Dr. Tannous:  Well, that's a good question. The easy answer is there are so many new technologies out there in the terms of motion preservation; in terms of it used to be back in the day when someone had to have a spinal fusion, you would take out a disc and put a big piece of bone in there to lock them up. For the most part, we still do that on a routine basis, but there's newer technology now in terms of disc replacements where you can put an implant in where it preserves that motion. Instead of having to fuse someone, you can put a disc replacement that maintains the motion. We're doing it much more in the neck, but the technology is advancing and there are hopes that it will be widely available in the future for the lumbar spine as well. I also do a lot of procedures using tubes, minimally-invasive techniques, so instead of having to make a big, traditional, mid-line incision, I can target the area involved and put a tube down into the spine which is what people think of as laser spine surgery, although no one ever uses a laser in the spine. You place a tube down into that level that you want to target, and you can decompress the nerve and give quite significant pain relief, once you decompress the nerve.  And then, we also have other techniques to fusions from a minimally-invasive approach, where traditionally, we used to do fusions with big, open incisions and big muscle dissections, and patients end up with quite a few weeks of post-operative pain and nowadays, what we're finding is that the pain levels are markedly diminished, people are getting out of the hospital earlier, and they're, overall, doing quite better than they did ten or fifteen years ago with some of these new technologies that are out there.

Melanie:  As people grow older and they shrink, their body shrinks, they have this compression. So, sometimes, as you stated, there are just pains that go along with aging. Tell us about some of the decompression procedures. What is life like for people after these procedures?
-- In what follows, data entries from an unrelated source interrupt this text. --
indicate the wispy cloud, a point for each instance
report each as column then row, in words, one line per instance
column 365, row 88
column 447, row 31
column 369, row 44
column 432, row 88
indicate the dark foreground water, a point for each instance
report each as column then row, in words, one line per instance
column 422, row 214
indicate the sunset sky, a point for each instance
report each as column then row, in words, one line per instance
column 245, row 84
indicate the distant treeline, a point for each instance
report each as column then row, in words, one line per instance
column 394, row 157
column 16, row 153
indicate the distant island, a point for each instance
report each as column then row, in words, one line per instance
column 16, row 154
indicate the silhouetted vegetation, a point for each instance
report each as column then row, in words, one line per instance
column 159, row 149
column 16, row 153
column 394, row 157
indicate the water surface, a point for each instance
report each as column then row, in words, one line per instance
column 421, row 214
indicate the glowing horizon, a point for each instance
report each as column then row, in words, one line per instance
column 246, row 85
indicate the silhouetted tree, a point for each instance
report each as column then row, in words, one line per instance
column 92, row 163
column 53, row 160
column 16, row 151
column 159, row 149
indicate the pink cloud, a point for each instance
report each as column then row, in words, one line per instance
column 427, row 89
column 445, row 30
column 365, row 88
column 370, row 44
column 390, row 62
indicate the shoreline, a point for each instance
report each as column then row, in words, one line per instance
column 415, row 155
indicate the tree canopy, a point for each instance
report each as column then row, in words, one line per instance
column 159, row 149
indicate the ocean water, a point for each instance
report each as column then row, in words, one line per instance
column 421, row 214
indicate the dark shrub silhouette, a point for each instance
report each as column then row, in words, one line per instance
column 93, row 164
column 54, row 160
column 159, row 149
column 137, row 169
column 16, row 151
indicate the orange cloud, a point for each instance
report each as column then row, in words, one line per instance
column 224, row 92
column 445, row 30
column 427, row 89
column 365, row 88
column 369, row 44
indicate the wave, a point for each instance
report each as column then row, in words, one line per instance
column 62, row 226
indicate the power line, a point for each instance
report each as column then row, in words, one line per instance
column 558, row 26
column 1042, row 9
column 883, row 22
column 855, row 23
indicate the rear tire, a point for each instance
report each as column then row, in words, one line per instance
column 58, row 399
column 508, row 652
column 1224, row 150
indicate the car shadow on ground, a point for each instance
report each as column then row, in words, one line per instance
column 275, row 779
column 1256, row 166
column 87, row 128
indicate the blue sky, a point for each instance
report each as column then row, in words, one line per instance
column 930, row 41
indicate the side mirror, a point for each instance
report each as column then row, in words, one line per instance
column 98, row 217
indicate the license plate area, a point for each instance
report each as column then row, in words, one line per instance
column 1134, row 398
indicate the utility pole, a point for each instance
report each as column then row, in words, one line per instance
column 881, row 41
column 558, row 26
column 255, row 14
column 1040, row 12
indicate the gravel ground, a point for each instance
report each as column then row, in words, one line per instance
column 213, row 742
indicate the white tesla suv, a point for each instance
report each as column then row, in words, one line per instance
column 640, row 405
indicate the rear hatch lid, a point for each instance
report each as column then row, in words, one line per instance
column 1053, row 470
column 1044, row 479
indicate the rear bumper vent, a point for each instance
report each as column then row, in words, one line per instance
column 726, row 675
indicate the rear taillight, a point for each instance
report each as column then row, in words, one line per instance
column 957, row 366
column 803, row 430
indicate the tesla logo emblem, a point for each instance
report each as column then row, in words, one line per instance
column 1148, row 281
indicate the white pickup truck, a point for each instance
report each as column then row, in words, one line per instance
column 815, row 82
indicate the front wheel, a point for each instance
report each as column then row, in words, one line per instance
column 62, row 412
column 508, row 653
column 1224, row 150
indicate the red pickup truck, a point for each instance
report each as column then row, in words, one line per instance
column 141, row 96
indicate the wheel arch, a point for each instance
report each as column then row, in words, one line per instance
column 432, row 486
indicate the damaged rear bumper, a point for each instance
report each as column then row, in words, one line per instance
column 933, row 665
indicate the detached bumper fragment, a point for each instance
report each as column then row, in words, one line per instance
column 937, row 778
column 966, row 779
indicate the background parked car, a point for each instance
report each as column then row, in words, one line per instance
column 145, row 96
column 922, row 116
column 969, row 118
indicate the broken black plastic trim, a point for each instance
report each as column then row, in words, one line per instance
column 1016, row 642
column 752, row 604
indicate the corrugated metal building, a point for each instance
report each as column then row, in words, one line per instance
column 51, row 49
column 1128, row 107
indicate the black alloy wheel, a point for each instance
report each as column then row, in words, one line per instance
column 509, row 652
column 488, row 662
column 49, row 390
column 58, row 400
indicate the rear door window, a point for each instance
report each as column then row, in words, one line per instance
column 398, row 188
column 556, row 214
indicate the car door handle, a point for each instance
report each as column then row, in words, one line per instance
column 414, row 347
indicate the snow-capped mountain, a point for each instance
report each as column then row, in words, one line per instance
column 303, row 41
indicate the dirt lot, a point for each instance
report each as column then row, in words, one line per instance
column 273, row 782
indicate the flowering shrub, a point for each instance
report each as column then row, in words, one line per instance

Dr. Tannous:  So, you're talking about compression fractures that people get. So, if you think of maybe your grandmother, or maybe your grandfather, and you knew them when they were younger and they were taller, and then, over time, they develop maybe the hunchback and they slowly lost height. For the most part, people who have that, they don't have pain, or maybe they have aches here and there, it's not an issue. There's another subset of patients who maybe they become osteoporotic and now they have a fall, or maybe they went on a bumpy car ride and often they have this acute pain, this worsening pain, that comes on very suddenly. And then, we get x-rays, and we find that one of their vertebral bodies, one of the segments in the spines has collapsed. It's called a “compression fracture”. But, again, the good news is that the vast majority of those patients, they get better with time, the fracture heals with time. When it doesn't, that's when they usually come to me because it's been six to eight weeks, they're still having pain, maybe we get an MRI and we find that that segment is still lighting up on the MRI, meaning there's still motion. It's still active. It's still the source of pain. We have a really nice procedure called a “kyphoplasty”, where we can put a couple of needles right into that fracture site, inject some cement, and it is almost instant pain relief. People wake up from that procedure, they stand up, and they feel quite a significant difference in their pain level, and they can get back to their quality of life.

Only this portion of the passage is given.